By the early 1930s, most of the elements of the Gold Fixing were in place, with the exception of one: the small Union Jack flags. Prior to their introduction, as noted earlier, the term 'flag up' was used. Unfortunately, the historical record is silent on when the flags became part of the pricing ritual. Some clues do suggest, however, that they were added in the 1930s and most likely after 1937. Besides descriptions of the Gold Fixing prior to 1937 containing no mention of the flags, the individual responsible for their introduction, George Matthey, only became actively involved in the Gold Fixing in 1939 (McDonald and Smyrk 1984). Given this latter piece of information, the flags might have only been introduced to the market as late as 1939 - perhaps as a patriotic gesture in the shadow of the oncoming war.

Thus by the start of the Second World War, the rituals synonymous with the Gold Fixing throughout the 20th century, were established. Attesting to their new permanence was that when the market resumed after an almost 15- year hiatus in 1954, the trading practices were reinstated. As noted above, the immutable hue surrounding the Gold Fixing's routines is, however, a relatively recent condition. The market's trading rituals slowly developed over several decades. Thus, it is now evident that the Gold Fixing was characterised by far more change than its traditional image might suggest.

Dr Rachel Harvey, Postdoctoral Research Scholar Columbia University

Dr. Rachel Harvey is a Postdoctoral Research Scholar at Columbia University. Her research focuses on the history of global financial markets and the centrality of socio-cultural processes in their emergence and functioning. She is currently completing a book manuscript, The Golden Standard: the Moral Foundations of a Global Financial Market, which explores the globalisation of the London Gold Fixing in the latter half of the 20th century. Dr. Harvey is a Visiting Research Fellow at the Centre on Global Legal Transformation, Columbia University; a Researcher with the Global Finance and Law Initiative; and a Fellow with the Framing the Global Research and Publication Project, Indiana University.

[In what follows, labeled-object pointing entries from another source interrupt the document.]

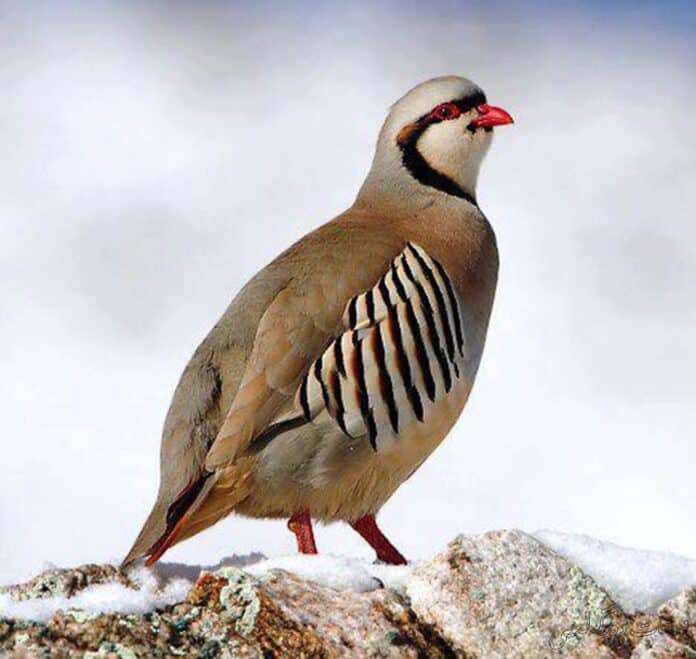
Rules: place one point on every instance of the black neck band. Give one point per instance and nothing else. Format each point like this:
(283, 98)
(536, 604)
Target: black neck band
(419, 167)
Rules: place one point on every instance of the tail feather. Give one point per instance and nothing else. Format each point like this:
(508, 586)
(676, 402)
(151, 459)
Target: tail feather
(154, 541)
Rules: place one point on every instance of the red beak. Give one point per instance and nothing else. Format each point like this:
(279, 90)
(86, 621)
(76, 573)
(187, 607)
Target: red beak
(491, 116)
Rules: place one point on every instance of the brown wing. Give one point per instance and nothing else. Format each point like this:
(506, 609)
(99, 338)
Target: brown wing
(320, 274)
(402, 350)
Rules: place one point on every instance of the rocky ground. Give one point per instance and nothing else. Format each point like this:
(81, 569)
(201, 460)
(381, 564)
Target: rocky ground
(501, 594)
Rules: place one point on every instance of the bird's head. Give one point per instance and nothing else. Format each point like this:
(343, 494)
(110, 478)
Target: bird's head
(436, 136)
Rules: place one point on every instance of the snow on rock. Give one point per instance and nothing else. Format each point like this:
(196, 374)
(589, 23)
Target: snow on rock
(638, 580)
(502, 593)
(113, 597)
(338, 572)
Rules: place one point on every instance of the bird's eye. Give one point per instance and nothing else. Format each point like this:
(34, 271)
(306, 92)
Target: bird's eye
(445, 111)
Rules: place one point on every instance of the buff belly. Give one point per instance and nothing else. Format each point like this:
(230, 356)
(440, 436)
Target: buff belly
(320, 469)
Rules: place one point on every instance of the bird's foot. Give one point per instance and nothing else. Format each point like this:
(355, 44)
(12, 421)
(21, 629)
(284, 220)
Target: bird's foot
(386, 551)
(301, 525)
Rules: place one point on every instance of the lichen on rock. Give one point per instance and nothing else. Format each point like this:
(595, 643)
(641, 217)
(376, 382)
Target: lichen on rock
(500, 594)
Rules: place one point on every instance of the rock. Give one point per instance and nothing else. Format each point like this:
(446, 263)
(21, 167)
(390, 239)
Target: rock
(678, 616)
(658, 645)
(500, 594)
(505, 594)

  1. The more well-known story of the Gold Fixing was taken from archival documents including, RAL, XI/35/64, Memorandum: Gold Market, October 1937, the writings of Timothy Green on the gold market (1968, 1979, 1981).
  2. Research also revealed that the Silver Fixing appeared to start in the 1870s.
  3. RAL, XI/111/153, Proposed Reduction in Refining Charge: Interview with the Bank of England, 13 June, 1919.
  4. BEA, C40/360/90, Sir Brien Cokayne’s notes on a meeting with Anthony G. de Rothschild, 6 August, 1919.
  5. BEA, C40/360/90, Sir Brien Cokayne’s notes on a meeting with Anthony G. de Rothschild, 6 August, 1919.